Jude has a conversation with the institution's physician, Dr. Arden. She wonders why some patients who had died under mysterious circumstances all had no family or friends and asks what had become of their bodies, to which Arden contends that they all were cremated. Later, Dr. Arden secretly sedates Kit and, back in his lab, cuts Kit's neck when he finds a hard mass, extracting a metallic object that grows legs and flees while Kit has apparent flashbacks to alien abduction.

Sister Mary Eunice is sent by Dr. Arden to feed something in the woods. Lana encounters her there and joins her as she flees back through the secret tunnel. While sneaking around the asylum, Lana is attacked by something in one of the isolation rooms. Upon waking, she is locked in a sanitarium room as its newest patient. She learns from Jude that she visited Lana's lesbian partner, Wendy, and by threatening to out both Wendy and Lana, Jude has Wendy sign papers committing Lana to the asylum.

==Reception==
The second season's premiere gained a 2.2 18–49 ratings share and was watched by 3.85 million viewers.

"Welcome to Briarcliff" received generally positive reviews from critics and scored 64 out of 100 on Metacritic based on 22 reviews. Rotten Tomatoes reports a 100% approval rating, based on 11 reviews. The critical consensus reads, "American Horror Story ushers in a new season as is to be expected: with a healthy dose of mysterious, gruesome fun." James Poniewozik from Time stated, "AHS: Asylum feels like a more focused, if equally frenetic, screamfest. It's also gorgeously realized, with a vision of its '60s institution setting so detailed you can smell the stale air and incense."

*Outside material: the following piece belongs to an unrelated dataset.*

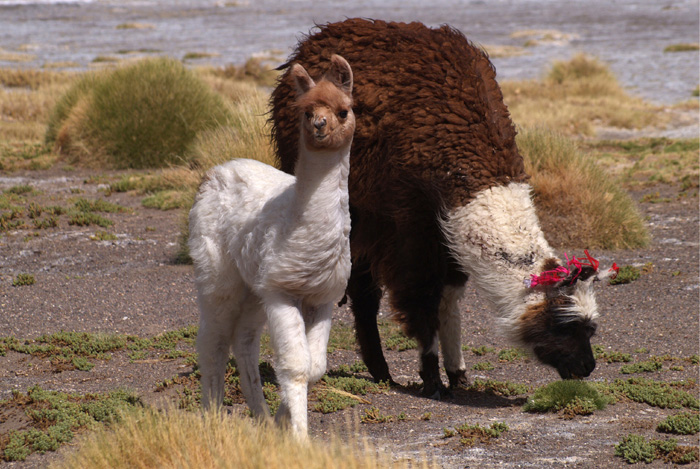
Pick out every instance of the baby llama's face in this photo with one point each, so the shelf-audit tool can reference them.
(327, 119)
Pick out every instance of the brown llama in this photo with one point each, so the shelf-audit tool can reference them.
(438, 194)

Maureen Ryan of The Huffington Post said, "It's to the credit of Asylums writers, directors and cast that the emotional pain of the characters often feels as real as their uncertainty and terror." Verne Gay from Newsday gave the season a C grade, stating it "has some good special effects, just not much of a story to hang them on." However, Linda Stasi of the New York Post thought the season was "over the top", adding, "I need to enter [an asylum] myself after two hours of this craziness."

In February 2013, "Welcome to Briarcliff" won a Golden Reel Award for Best Sound Editing: Short Form Sound Effects and Foley in Television by the Motion Picture Sound Editors society. In September 2013, the episode won a Creative Arts Emmy Award for Outstanding Sound Editing for a Miniseries, Movie, or Special.